Author: Press Office
Source: Linkoping University
Contact: Press Office – Linkoping University
Image: The image is in the public domain

Original Research: Open access.
Ageing desexualizes the Drosophila brain transcriptome” by Urban Friberg et al. Proceedings of the Royal Society B


Abstract

Ageing desexualizes the Drosophila brain transcriptome

General evolutionary theory predicts that individuals in low condition should invest less in sexual traits compared to individuals in high condition.

Whether this positive association between condition and investment also holds between young (high condition) and senesced (low condition) individuals is however less clear, since elevated investment into reproduction may be beneficial when individuals approach the end of their life.

To address how investment into sexual traits changes with age, we study genes with sex-biased expression in the brain, the tissue from which sexual behaviours are directed.

Across two distinct populations of Drosophila melanogaster, we find that old brains display fewer sex-biased genes, and that expression of both male-biased and female-biased genes converges towards a sexually intermediate phenotype owing to changes in both sexes with age.

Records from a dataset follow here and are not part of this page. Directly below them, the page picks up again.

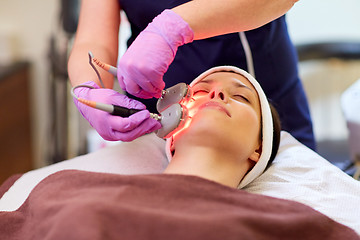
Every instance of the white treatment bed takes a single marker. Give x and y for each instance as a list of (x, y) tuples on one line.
[(297, 173)]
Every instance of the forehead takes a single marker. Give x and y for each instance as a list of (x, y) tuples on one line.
[(226, 78)]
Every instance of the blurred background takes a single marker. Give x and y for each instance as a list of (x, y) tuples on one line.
[(39, 125)]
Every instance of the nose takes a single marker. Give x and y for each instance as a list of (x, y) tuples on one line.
[(217, 93)]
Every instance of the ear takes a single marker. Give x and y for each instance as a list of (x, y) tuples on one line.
[(255, 156)]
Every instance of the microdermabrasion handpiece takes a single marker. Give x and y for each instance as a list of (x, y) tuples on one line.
[(172, 118), (179, 93), (172, 114)]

We further find that sex-biased genes in general show heightened age-dependent expression in comparison to unbiased genes and that age-related changes in the sexual brain transcriptome are commonly larger in males than females.

Our results hence show that ageing causes a desexualization of the fruit fly brain transcriptome and that this change mirrors the general prediction that low condition individuals should invest less in sexual phenotypes.